Speech to the opening of the National Library's new Auckland centre

  • Nathan Guy
National Library

Thanks Penny and Ngati Whatua for that warm welcome.

It's a great honour and pleasure to be here tonight, and the Prime Minister sends his best wishes.  

This new centre is a proud moment for the National Library. It is a key milestone in the New Generation Strategy, aimed at modernising services.

In particular, moving to this new location in Parnell provides a real opportunity to improve the ways we support literacy and learning in Auckland, and New Zealand.

As you might be aware, the National Library supports around 720,000 students in over two and a half thousand schools across the country.

The ‘Services to Schools' team provides curriculum resources and advice on school library development.

When developing this centre, they have thought long and hard on the kind of support our students will need into the 21st century.

It's clear that the world of learning is a very different experience for children today than it was even a few decades ago.

Libraries have a key role to play in supporting this changing learning and information landscape.

This is exactly what the new centre does, providing a vibrant, open and collaborative space, creating new possibilities to support learning and to provide a window to New Zealand's past, present and future.

A couple of new features really stand out.

The brand new Learning Studio provides a space, facilities and technologies where library staff will work alongside teachers, to develop 21st century literacy skills, enhancing teaching programmes and developing new classroom resources.

It also has "The Window", which gives a glimpse into some of the National Library's collections.

The first exhibition on display through "The Window" is a selection of digital images from the Alexander Turnbull Library, showing Auckland scenes from 1860 onwards.

The Window open to anyone, including the general public, during opening hours.

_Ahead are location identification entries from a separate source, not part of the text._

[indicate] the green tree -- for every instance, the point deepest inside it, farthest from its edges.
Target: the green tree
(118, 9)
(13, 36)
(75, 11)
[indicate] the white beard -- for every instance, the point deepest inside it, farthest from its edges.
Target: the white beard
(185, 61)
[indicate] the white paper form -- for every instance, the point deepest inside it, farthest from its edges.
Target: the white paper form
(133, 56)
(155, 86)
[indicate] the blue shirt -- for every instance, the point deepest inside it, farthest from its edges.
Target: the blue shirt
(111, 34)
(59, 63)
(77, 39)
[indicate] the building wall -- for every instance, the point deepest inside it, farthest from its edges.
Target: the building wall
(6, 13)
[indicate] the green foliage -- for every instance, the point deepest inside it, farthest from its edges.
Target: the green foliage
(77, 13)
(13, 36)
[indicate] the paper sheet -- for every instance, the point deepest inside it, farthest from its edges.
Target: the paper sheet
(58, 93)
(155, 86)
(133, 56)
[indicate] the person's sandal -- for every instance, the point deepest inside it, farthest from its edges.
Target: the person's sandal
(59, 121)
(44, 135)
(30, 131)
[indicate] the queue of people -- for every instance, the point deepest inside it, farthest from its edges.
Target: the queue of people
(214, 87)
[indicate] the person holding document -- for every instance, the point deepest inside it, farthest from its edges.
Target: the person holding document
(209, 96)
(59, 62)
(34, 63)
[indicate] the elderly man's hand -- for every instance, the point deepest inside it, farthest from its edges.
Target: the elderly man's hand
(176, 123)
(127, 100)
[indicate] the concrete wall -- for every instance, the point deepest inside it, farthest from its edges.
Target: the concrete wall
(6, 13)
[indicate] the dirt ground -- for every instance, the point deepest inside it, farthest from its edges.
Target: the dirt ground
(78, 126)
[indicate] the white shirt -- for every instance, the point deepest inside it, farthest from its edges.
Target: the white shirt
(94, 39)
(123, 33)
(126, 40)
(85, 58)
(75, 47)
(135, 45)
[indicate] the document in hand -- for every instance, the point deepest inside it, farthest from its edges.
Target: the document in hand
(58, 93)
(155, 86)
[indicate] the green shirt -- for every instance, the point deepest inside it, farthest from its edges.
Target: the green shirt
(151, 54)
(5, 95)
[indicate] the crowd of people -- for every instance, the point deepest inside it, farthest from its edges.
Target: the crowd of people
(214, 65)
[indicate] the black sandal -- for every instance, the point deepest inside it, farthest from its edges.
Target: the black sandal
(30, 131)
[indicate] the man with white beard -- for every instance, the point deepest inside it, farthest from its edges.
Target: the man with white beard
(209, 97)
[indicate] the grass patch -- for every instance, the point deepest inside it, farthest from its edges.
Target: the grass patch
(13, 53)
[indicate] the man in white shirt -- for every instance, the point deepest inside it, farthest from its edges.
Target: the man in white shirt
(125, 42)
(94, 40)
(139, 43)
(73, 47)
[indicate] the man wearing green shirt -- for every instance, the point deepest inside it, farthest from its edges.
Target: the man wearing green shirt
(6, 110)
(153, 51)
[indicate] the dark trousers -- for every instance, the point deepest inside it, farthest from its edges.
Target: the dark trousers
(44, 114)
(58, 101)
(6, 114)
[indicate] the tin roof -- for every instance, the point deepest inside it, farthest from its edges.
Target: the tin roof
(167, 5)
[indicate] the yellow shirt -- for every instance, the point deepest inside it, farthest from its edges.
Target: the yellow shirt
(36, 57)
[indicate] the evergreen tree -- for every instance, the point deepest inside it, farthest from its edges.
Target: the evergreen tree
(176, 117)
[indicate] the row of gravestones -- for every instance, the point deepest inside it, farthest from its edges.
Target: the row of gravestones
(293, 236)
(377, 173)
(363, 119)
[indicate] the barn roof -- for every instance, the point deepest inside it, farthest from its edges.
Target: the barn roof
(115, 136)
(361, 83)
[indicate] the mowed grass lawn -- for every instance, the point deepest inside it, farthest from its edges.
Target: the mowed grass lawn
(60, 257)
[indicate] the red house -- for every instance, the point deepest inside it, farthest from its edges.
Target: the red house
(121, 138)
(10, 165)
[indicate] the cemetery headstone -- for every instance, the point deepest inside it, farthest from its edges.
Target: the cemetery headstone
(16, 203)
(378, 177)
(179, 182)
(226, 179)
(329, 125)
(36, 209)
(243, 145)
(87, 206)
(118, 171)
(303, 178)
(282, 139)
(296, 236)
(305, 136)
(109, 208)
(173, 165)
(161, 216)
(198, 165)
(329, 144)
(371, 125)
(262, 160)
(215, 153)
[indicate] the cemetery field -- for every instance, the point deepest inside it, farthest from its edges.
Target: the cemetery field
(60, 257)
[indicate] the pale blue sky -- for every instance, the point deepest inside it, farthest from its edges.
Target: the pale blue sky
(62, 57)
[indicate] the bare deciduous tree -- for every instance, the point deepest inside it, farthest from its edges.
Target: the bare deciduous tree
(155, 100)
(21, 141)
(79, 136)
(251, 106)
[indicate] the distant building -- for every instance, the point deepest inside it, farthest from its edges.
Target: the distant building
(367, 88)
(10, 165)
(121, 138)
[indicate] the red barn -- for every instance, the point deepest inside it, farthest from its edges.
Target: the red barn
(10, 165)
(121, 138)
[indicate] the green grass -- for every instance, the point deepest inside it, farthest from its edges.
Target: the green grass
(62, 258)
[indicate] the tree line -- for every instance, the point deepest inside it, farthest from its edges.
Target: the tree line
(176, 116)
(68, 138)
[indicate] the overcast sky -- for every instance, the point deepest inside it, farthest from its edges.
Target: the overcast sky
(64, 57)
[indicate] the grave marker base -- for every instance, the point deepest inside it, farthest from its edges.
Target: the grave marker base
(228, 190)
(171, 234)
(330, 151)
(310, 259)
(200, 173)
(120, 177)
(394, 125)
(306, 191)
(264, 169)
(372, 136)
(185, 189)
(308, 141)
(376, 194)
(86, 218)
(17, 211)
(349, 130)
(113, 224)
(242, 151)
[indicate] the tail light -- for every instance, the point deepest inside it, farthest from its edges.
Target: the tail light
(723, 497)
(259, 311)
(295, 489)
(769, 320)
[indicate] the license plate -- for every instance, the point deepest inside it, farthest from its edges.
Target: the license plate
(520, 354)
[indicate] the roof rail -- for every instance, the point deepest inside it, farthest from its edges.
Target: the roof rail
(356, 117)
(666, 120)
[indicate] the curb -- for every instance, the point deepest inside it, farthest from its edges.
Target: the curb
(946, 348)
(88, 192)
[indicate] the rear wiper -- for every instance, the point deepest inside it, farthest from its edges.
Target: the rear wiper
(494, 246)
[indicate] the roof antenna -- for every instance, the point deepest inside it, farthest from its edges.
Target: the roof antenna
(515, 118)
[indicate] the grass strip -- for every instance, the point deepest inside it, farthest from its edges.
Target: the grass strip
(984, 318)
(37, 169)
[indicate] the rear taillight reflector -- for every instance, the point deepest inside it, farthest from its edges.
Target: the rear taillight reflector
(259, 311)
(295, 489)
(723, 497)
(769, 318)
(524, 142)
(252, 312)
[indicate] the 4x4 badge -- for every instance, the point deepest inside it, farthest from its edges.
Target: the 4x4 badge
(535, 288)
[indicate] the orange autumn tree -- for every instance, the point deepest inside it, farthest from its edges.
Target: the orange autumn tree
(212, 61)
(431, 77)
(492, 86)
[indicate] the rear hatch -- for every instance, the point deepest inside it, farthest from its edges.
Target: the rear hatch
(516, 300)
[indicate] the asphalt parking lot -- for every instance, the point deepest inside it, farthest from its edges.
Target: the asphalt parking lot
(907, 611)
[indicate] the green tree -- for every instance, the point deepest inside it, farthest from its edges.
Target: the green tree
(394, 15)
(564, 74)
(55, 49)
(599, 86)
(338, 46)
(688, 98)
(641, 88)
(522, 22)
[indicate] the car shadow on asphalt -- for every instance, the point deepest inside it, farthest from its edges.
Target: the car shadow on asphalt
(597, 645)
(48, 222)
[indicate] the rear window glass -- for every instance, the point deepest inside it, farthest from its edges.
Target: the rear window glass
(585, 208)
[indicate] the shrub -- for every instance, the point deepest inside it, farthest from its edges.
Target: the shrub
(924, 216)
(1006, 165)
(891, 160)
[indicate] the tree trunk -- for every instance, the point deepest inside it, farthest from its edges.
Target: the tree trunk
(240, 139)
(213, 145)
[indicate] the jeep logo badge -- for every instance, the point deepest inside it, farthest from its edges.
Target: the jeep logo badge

Overall, this is a building with a modern, inviting feel. It makes the most of technology to engage the public, educators and kids, and is a great asset for Auckland.

This centre has cost $1.9 million, and is part of a $52 million project to modernise the National Library.

In this year's Budget I was also very proud to announce $12.6 million in new funding for a Government Digital Archive, to be jointly developed by the National Library and Archives New Zealand.

This will help preserve and store digital information for future generations to enjoy, and confirms the government's commitment to the sector overall.

Importance of literacy

This new centre is important to the government because improving the literacy of young New Zealanders is a key goal for us.

We believe that too many young people have been falling through the cracks of the education system. This has an enormous social and economic cost.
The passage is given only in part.